The remains of one mummified child, estimated to be 18 months old at the time of her death, were the most recent unearthing from the site, literally making her one in a million. She reportedly entered her final resting place in Fag el-Gamous cemetery - which means "Way of the Water Buffalo," after a nearby road - over 1,500 years ago. This was during a time when the Roman or Byzantine Empire controlled Egypt, from the 1st century to the 7th century AD.
"We are fairly certain we have over a million burials within this cemetery. It's large, and it's dense," Project Director Kerry Muhlestein, from Brigham Young University, told Live Science.
With so many deceased buried in one place, you might assume that they were all of great importance. But archaeologists say that this cemetery was not a burial ground for kings or royalty. These million people were often laid to rest without grave goods and even sometimes without coffins - both which would have been signs of some significant rank.
And though some may describe the dead as mummified, for many of them their internal organs were rarely removed. Instead the region's arid environment was responsible for their mummification.
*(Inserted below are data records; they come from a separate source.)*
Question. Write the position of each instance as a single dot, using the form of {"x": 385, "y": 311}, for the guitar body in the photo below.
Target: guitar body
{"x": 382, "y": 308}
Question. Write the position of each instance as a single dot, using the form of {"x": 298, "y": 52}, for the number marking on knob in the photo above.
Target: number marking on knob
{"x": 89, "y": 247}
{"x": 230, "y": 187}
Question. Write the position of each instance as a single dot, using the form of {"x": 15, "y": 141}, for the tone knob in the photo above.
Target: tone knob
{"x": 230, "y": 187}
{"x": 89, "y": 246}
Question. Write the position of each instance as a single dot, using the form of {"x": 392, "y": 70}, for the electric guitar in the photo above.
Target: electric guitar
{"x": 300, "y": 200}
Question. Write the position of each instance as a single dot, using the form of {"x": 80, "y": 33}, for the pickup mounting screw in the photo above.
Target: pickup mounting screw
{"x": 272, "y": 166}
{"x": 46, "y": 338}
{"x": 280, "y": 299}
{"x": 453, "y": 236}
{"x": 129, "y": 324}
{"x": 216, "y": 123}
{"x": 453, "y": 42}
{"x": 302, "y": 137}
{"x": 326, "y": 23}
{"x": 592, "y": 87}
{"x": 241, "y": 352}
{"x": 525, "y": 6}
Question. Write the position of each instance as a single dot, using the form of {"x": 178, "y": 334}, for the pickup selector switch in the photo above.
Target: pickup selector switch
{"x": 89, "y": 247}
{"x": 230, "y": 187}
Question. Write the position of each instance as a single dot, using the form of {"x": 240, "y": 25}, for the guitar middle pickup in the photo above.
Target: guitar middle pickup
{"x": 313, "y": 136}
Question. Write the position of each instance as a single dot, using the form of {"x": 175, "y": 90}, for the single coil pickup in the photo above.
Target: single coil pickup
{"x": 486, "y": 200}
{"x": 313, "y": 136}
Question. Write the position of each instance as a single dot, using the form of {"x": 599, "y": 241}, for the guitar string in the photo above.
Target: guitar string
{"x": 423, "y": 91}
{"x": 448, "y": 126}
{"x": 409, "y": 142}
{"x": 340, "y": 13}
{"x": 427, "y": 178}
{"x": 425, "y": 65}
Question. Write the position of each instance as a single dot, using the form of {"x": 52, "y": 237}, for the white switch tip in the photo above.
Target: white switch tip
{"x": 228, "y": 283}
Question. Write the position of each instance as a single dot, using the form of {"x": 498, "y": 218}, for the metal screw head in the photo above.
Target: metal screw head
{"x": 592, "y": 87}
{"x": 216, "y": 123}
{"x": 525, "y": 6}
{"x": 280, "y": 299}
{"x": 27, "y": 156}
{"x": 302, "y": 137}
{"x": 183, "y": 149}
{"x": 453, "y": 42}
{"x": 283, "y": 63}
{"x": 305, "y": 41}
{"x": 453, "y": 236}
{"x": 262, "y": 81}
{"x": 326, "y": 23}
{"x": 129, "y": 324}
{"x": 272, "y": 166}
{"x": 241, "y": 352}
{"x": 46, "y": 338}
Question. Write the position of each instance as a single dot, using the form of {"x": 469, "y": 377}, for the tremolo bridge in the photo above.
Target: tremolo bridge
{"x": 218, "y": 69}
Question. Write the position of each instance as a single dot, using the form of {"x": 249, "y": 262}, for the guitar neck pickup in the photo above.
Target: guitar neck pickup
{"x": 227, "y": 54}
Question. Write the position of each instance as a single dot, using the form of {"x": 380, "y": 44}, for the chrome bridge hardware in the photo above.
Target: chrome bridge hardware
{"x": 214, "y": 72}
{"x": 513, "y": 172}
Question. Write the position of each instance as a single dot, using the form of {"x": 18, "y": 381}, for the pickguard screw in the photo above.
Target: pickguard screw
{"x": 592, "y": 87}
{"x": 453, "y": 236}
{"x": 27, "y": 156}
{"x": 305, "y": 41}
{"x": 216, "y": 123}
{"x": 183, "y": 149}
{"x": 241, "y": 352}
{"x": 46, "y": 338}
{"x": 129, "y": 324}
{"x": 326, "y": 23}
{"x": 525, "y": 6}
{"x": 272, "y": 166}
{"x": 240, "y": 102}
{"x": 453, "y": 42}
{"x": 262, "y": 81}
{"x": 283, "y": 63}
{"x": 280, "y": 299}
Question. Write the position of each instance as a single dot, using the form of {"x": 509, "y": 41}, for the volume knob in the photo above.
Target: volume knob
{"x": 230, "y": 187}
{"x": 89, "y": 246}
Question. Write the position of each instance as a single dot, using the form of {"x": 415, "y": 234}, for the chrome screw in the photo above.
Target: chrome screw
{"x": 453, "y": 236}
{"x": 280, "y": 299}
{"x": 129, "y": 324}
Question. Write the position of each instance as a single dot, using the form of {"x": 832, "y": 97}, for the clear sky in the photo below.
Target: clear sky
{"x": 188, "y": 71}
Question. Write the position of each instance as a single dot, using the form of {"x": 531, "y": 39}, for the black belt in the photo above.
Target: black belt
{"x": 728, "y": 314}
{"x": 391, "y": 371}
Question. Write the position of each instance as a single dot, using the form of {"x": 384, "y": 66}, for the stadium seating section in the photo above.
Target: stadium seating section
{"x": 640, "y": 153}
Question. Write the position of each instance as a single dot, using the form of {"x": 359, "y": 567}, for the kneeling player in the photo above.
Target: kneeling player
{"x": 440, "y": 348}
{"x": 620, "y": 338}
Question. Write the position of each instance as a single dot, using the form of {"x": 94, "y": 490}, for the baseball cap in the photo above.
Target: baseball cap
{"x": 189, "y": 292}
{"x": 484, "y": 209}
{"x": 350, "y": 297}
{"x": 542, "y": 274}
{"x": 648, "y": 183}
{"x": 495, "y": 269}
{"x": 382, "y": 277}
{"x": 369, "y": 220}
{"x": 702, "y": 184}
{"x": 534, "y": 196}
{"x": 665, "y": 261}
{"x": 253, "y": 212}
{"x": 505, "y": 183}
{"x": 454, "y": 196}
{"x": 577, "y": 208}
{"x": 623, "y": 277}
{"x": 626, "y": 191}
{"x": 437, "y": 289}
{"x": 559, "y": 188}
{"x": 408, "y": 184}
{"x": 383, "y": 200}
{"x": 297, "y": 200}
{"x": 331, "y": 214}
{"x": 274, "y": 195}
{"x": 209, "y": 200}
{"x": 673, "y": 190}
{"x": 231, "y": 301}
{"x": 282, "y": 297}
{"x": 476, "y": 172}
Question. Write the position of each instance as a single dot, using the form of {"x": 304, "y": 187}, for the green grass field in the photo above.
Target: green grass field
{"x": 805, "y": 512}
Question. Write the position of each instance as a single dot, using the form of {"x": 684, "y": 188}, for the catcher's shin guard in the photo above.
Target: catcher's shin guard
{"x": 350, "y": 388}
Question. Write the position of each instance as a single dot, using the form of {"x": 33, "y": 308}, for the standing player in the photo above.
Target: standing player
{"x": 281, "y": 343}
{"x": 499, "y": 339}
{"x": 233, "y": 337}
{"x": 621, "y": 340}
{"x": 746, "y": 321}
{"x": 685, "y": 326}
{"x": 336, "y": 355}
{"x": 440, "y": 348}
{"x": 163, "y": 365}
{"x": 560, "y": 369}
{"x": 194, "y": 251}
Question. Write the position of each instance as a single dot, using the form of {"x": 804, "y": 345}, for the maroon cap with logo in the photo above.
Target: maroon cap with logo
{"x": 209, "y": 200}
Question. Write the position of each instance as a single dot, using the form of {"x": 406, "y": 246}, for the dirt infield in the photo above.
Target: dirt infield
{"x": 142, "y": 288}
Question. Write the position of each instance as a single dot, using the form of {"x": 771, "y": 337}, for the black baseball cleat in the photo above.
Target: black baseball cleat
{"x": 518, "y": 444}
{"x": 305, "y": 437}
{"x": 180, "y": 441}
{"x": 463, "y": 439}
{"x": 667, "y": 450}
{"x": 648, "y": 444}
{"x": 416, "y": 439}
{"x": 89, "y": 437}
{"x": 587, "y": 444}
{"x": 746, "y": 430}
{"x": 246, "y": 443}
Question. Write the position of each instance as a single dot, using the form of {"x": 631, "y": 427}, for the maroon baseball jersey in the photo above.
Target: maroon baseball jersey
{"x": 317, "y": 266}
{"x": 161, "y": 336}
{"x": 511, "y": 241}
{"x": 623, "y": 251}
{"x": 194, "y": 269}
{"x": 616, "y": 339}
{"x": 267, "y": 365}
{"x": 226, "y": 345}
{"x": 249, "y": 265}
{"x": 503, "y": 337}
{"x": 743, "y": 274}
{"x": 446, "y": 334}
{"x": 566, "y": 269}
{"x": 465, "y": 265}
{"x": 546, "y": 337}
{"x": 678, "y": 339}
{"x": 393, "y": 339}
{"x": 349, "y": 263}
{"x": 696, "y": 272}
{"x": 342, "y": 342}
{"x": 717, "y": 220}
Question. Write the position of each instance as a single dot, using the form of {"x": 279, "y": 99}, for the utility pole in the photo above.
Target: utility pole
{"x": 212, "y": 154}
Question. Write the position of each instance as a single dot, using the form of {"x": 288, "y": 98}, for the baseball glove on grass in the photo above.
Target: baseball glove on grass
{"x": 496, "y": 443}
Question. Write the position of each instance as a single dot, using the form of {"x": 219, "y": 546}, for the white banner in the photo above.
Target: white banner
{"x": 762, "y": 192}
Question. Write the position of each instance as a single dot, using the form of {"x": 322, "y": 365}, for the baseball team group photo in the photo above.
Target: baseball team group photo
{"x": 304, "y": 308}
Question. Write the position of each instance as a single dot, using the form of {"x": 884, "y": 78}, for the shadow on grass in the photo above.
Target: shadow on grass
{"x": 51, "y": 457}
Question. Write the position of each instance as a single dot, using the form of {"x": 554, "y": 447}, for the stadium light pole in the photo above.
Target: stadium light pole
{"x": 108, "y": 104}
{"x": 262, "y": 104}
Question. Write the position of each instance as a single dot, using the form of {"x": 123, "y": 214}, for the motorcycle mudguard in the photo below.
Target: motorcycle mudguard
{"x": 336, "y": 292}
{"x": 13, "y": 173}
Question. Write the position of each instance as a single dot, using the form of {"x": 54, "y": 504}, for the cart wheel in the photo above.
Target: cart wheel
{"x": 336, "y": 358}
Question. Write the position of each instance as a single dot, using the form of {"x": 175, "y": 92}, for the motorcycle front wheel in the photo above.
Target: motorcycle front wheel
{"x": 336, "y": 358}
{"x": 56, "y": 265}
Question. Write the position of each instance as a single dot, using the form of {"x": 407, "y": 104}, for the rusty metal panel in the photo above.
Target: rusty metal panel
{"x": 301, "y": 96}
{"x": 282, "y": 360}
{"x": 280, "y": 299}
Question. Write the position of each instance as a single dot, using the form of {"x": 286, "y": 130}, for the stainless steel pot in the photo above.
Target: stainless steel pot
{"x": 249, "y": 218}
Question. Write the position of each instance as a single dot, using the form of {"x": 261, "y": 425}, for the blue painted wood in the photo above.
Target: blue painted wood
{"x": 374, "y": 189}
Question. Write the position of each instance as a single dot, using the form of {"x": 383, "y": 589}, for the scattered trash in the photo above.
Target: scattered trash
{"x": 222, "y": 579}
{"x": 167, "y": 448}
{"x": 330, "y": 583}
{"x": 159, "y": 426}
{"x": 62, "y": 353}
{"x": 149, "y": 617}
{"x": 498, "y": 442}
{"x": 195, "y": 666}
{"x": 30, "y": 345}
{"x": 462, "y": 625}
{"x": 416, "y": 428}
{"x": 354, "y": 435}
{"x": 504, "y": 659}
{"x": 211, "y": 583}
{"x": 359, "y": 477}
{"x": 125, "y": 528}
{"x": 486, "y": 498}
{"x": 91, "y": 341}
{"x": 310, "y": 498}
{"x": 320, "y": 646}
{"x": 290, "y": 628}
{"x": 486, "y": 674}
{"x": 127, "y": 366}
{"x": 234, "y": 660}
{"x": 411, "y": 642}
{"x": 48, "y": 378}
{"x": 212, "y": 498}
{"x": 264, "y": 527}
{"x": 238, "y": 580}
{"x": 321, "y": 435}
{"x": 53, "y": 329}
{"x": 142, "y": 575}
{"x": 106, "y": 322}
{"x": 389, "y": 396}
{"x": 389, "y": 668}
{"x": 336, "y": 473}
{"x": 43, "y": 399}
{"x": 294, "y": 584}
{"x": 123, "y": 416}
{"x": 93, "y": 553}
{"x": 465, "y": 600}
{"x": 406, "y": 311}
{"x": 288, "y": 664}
Despite their low status and limited wealth, the excavation team did find some diamonds in the rough, so to speak. Among the remains were beautiful items including linen, glass, and even colorful booties designed for a child.
"A lot of their wealth, as little as they had, was poured into these burials," Muhlestein said.
As for the recently discovered mummified child, researchers found the body wrapped in a tunic and wearing a necklace, with two bracelets on each arm.
Experts are still trying to figure out just why such a large cemetery was set up at the site - the nearby village would have been too small to warrant it, and the nearest large town had it own cemetery.
"It's hard to know where all these people were coming from," Muhlestein told Live Science.
"We cannot determine whether the large number of burials in one shaft-tomb represented a family burial, opened repeatedly as different members of the family died (both children and adults were buried in the multiple-burial tombs), or whether some catastrophe in the village or family resulted in a mass common burial effort," Wilfred Griggs, from the Religious Studies Centre at BYU, wrote in an earlier paper on the site.
Once researchers create a database of all the excavated mummies, revealing certain burial patterns in the area, they hope to shed some light on this ancient mystery.